R. Yo no rescato a nadie de nada. Ellos respondieron a mis preguntas en la investigación previa. Ellos fueron los que tuvieron o no la valentía de hablar de cosas enterradas en su pasado. Y ellos, de nuevo, son quienes tendrán que decir, si es que les apetece hacerlo, si se sienten liberados o rescatados de lo que sea. Tampoco creo que vivieran en un infierno. Vivían, y viven, una buena vida, con muchos privilegios en comparación con otras vidas. Con sueldos, con techo digno, con hijos que estudian en la universidad, con progreso, con sanidad pública, con escuela pública. Nunca he querido decir que mi familia viviera en un infierno. Otra cosa es que han pasado muchas dificultades, y yo quería darles la oportunidad de tener una voz al respecto, una voz válida y escuchada.

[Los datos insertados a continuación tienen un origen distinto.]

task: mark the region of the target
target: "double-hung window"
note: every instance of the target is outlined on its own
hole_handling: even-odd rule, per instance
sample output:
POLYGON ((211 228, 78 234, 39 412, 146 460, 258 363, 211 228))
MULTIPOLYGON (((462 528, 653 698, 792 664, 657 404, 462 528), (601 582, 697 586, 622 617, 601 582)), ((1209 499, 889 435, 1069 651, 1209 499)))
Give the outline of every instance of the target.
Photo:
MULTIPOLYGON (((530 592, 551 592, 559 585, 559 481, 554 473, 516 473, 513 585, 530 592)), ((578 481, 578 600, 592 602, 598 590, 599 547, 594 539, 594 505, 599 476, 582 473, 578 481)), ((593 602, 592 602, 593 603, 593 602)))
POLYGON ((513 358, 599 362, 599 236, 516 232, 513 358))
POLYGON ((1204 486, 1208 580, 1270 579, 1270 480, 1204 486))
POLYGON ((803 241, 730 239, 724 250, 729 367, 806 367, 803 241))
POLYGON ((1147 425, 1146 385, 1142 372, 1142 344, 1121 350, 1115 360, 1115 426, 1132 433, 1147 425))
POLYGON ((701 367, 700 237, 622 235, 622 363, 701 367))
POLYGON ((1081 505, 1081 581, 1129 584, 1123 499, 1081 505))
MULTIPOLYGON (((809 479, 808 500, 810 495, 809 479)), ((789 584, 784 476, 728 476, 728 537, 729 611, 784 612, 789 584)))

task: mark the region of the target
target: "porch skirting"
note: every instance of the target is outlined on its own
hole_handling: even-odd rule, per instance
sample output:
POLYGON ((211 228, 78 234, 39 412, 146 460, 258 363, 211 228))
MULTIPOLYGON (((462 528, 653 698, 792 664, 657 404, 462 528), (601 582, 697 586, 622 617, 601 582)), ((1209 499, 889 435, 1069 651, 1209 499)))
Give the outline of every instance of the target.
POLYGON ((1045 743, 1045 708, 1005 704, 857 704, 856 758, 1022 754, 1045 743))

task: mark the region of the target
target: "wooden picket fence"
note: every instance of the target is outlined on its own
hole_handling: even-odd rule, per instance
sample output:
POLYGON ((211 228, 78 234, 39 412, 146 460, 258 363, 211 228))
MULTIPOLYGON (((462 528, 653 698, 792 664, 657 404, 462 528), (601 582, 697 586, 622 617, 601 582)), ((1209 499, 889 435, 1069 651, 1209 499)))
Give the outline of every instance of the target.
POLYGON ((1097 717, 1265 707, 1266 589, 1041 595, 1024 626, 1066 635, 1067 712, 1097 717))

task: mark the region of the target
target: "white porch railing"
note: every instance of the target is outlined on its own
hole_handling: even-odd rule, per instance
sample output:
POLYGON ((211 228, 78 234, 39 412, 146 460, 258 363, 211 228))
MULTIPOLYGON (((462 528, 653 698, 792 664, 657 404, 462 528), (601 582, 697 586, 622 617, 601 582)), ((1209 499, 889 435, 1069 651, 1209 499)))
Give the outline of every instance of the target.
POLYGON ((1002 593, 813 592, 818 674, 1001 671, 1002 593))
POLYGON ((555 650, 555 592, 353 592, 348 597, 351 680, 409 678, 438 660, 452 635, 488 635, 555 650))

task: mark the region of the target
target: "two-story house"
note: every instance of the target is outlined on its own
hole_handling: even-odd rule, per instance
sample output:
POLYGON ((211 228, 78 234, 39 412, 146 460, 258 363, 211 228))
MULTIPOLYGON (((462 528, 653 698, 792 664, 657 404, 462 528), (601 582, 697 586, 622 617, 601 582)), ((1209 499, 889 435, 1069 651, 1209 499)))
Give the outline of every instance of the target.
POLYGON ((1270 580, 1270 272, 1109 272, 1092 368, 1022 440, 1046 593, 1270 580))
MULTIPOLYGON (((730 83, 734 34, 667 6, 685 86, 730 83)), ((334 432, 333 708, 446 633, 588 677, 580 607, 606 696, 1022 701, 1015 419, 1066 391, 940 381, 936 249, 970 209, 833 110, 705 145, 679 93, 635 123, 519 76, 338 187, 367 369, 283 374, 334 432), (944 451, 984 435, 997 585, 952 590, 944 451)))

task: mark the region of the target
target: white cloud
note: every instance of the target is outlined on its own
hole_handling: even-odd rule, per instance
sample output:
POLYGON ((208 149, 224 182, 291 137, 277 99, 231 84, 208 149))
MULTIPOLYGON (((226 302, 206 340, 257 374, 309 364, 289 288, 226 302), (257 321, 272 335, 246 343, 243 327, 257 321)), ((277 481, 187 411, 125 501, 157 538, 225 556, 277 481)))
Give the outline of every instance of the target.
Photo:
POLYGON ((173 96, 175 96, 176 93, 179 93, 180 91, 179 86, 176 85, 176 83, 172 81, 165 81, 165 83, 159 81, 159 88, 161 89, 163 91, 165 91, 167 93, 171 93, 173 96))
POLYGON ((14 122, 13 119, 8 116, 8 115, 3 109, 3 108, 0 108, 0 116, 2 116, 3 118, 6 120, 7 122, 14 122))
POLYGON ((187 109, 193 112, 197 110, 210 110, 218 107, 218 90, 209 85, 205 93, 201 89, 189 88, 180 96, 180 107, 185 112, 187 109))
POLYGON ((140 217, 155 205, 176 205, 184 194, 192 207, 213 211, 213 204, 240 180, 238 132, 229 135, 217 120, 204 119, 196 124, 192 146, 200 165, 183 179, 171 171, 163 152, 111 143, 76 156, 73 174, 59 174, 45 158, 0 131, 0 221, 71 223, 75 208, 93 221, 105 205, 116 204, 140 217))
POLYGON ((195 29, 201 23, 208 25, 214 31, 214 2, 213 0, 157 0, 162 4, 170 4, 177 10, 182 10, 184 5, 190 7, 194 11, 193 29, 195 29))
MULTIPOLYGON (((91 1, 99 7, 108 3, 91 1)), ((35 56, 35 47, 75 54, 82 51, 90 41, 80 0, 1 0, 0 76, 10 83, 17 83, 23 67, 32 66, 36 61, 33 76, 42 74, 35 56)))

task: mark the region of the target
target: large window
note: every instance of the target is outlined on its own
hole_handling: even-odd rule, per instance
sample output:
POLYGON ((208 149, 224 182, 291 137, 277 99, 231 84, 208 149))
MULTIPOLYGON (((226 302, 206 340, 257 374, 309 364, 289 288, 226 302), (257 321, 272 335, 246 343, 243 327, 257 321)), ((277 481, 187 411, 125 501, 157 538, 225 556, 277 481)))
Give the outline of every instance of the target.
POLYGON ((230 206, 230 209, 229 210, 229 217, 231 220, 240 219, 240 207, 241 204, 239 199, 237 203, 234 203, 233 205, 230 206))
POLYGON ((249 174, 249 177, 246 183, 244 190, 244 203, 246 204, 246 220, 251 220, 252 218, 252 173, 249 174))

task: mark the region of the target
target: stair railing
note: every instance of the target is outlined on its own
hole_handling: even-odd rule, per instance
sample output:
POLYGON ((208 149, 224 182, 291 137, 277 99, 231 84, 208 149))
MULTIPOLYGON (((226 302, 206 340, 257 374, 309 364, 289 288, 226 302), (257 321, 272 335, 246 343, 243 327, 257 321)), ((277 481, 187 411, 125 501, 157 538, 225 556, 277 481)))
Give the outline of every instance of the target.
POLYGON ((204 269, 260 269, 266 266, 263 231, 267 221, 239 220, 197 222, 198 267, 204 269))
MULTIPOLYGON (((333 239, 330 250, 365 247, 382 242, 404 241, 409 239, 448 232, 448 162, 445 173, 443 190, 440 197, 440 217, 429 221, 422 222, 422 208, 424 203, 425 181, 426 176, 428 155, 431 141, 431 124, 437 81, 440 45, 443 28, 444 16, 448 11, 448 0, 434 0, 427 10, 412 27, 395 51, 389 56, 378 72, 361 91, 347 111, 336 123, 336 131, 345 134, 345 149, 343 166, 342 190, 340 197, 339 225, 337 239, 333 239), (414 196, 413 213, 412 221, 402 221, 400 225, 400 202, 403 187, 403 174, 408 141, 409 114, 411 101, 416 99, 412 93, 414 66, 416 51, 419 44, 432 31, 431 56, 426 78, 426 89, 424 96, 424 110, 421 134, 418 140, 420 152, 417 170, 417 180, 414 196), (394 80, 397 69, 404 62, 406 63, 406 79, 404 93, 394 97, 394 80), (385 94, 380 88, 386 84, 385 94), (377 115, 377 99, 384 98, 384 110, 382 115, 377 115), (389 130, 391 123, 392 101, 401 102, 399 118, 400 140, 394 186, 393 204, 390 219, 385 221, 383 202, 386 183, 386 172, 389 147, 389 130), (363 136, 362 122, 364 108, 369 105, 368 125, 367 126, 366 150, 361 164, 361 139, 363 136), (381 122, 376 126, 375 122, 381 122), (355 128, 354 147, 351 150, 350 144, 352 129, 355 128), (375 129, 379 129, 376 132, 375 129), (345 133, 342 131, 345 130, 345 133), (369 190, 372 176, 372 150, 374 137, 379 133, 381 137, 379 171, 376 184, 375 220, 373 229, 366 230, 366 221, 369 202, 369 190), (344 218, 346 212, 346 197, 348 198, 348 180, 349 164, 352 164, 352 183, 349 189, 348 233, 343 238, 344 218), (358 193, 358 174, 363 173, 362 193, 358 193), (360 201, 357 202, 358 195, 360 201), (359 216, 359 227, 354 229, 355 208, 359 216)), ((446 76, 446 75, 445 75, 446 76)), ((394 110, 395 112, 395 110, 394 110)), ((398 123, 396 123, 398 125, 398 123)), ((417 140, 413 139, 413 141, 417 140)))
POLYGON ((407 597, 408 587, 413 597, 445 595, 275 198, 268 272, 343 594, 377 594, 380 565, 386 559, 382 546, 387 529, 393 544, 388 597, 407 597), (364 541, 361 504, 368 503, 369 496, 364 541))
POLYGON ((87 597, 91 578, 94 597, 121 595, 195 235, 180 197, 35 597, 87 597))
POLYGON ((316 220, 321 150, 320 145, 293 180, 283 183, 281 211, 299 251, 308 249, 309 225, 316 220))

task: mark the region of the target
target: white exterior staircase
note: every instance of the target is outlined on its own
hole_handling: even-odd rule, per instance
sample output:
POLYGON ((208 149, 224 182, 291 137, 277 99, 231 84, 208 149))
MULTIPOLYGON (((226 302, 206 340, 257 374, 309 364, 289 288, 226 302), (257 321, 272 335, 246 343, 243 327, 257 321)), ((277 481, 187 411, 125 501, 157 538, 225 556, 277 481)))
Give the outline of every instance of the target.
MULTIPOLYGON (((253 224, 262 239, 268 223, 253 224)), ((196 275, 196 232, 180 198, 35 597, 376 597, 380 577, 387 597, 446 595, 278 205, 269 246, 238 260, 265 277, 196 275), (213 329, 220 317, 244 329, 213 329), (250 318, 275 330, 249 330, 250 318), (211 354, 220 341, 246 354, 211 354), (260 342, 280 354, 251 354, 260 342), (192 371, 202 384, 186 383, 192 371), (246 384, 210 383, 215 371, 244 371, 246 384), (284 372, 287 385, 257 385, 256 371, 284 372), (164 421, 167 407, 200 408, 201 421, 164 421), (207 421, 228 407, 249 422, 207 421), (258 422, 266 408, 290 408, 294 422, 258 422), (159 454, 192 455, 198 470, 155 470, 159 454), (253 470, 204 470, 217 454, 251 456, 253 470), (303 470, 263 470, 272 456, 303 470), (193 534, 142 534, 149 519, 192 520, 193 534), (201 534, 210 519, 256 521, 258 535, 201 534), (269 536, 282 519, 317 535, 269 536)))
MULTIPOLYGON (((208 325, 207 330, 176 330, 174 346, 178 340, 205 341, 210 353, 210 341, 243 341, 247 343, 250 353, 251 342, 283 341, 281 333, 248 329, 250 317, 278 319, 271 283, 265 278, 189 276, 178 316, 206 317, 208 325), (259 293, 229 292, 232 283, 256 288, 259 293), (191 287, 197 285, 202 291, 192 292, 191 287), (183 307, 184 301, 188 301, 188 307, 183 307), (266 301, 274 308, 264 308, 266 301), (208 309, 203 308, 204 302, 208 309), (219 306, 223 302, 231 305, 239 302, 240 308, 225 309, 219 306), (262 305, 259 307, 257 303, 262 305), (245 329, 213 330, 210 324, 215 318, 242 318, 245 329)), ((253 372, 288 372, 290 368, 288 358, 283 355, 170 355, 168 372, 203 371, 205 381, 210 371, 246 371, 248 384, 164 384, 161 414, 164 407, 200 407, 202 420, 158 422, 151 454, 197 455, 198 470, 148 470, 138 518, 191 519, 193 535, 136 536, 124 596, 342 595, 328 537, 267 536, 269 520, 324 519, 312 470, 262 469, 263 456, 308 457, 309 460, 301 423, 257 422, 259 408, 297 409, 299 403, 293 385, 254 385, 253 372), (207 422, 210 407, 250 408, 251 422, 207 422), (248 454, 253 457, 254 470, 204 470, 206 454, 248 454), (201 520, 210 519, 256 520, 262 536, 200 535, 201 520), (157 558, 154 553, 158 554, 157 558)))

P. Y, para usted, ¿West End, sería el final de esa afanosa búsqueda de respuestas?

R. No hay finales para las respuestas ni para las preguntas. La vida sigue, y seguimos leyendo, viviendo, charlando, y de todo eso salen vínculos nuevos, nuevas relaciones de ideas, nuevas preguntas. La historia de la salud mental de las personas sigue siendo escrita, y se escribirá aún por mucho tiempo. West End se podrá leer de otro modo después de eventos que ahora no podemos predecir. El futuro de nuestro ecosistema y la salud mental de nuestra especie están, evidentemente, entrelazados. Mi gente es mucha gente, también la que habrá en el futuro.